Re: Meldungen aus Landwirtschaft und Lebensmittelproduktion
Verfasst: So 21. Aug 2022, 16:45
von sybille
anstatt den Tank voll Milch an die Kooperative zu verscheuern unter Wert
lieber direktvermarkten???
strega, Du hast was falsch verstanden. Wenn wir den Liter Milch in den 60ger Jahren an der Haustür für 1 Dm verkauften müsste der Landwirt doch heute sicher 2 € für den Liter nehmen (wenn er keine Subventionen bekäme) statt 60 Cent. Alles ist seit damals viel teurer geworden.
Re: Meldungen aus Landwirtschaft und Lebensmittelproduktion
Verfasst: So 21. Aug 2022, 17:13
von emil17
Ja, der Durchschnittshaushalt gibt heute weniger Geld für mehr Nahrung aus als damals.
Nur ist das bei allen Gewerben so - der Uterschied zur Landwirtschaft ist, dass viele Gewerbe einfasch verschwunden sind.

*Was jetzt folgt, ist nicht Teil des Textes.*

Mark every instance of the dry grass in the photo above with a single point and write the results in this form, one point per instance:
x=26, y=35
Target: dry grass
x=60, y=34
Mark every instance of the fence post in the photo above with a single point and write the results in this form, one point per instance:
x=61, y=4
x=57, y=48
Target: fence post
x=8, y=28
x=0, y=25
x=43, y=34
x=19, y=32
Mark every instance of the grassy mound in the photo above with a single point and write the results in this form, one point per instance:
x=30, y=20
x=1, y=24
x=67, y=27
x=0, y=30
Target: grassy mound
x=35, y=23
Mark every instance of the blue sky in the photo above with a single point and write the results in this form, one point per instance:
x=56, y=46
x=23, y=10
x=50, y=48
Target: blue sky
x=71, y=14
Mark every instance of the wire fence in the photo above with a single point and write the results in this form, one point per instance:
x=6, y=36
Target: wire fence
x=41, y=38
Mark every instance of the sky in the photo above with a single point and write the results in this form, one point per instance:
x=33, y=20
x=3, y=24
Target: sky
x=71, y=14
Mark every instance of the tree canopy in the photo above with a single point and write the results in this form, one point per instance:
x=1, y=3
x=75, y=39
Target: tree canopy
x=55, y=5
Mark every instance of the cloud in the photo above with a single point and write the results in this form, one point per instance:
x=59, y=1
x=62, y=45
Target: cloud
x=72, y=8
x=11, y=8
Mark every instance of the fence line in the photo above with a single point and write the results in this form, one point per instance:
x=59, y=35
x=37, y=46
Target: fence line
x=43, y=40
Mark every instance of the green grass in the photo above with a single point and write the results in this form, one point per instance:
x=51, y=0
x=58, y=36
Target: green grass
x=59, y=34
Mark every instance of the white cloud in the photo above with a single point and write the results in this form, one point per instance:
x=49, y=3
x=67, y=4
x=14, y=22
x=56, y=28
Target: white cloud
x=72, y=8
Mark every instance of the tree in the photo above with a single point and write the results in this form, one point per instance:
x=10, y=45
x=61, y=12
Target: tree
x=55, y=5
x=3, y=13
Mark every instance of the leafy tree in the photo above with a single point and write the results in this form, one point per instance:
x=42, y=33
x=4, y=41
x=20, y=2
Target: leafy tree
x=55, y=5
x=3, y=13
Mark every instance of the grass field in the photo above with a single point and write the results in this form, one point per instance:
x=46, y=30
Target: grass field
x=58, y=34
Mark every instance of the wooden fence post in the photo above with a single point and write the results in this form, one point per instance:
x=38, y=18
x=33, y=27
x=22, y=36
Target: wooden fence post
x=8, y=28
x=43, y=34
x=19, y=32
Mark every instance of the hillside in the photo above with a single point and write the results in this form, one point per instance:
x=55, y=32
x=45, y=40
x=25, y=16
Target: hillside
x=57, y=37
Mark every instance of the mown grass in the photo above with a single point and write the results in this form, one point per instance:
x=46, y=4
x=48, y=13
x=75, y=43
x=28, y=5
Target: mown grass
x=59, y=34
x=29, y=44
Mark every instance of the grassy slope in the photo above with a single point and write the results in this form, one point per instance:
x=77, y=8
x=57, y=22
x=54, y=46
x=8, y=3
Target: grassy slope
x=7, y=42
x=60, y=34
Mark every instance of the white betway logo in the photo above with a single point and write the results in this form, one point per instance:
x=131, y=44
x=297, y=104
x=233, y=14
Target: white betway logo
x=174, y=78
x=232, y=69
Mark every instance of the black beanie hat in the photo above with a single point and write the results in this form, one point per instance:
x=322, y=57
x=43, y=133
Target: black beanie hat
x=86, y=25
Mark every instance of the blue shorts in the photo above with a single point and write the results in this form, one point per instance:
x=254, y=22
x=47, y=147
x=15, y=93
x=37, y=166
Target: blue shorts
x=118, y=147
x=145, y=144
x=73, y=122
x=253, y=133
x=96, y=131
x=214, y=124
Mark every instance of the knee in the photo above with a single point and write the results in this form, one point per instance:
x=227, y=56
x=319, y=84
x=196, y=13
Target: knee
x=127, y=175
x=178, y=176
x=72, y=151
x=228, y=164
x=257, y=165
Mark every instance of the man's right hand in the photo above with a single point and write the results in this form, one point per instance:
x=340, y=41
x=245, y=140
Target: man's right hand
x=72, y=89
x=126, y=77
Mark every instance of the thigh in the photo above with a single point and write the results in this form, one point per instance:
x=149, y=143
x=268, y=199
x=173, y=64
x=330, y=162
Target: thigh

Die Landwirtschaft kriegt Subventionen, damit sie weitermachen können, sind also gegenüber so ziemlich allen anderen Gewerben schon allein dadurch sehr bevorzugt. Wenn nämlich die Schreinerei ihre Kosten nicht mehr reinkriegt, um beim Vergleich zu bleiben, dann sind die einfach weg und kriegen nicht vom Staat Geld bloss dafür, dass sie Möbel oder Särge machen, obwohl Schreinereien zweifellos auch nützliche Gewerbe sind. Wer lebt schon ohne Möbel?
Das ist in Ordnung, aber dann sollten diejenigen, die das bezahlen, auch sagen dürfen, welchen Gegenwert sie dafür erwarten. Das ist eine nachhaltige und umweltfreundliche Landwirtschaft und nicht staatlich geförderte Grundwasserverunreinigung und auch nicht Gülletourismus mit steuerbefreitem Agrodiesel. Da hilft es auch nicht weiter, denen, die diesen Unfug nicht wollen, vorzuwerfen sie würden die Arbeit ja nicht machen.
Leider werden diejenigen Bauern, die versuchen, den Spagat zwischen Einkommen und Nachhaltigkeit irgendwie zu stemmen (und dazu zähle ich auch rohana) getrietzt durch Vorschriften und politische Forderungen, die nur aufkommen, weil die Grossen der Branche machen was sie wollen, und weil es inzwischen wirklich jedem auffallen muss, dass da einiges schief läuft.
Da hilft es dann auch nicht weiter, dass man einfach fordert, der Staat solle mehr bezahlen und weniger dreinreden.
Die Konsumenten sind nicht die Feinde, sondern die Kunden! Die behahndelt man nicht wie Vieh, wo es darauf ankommt, mit wenig Futter viel Milch zu kriegen.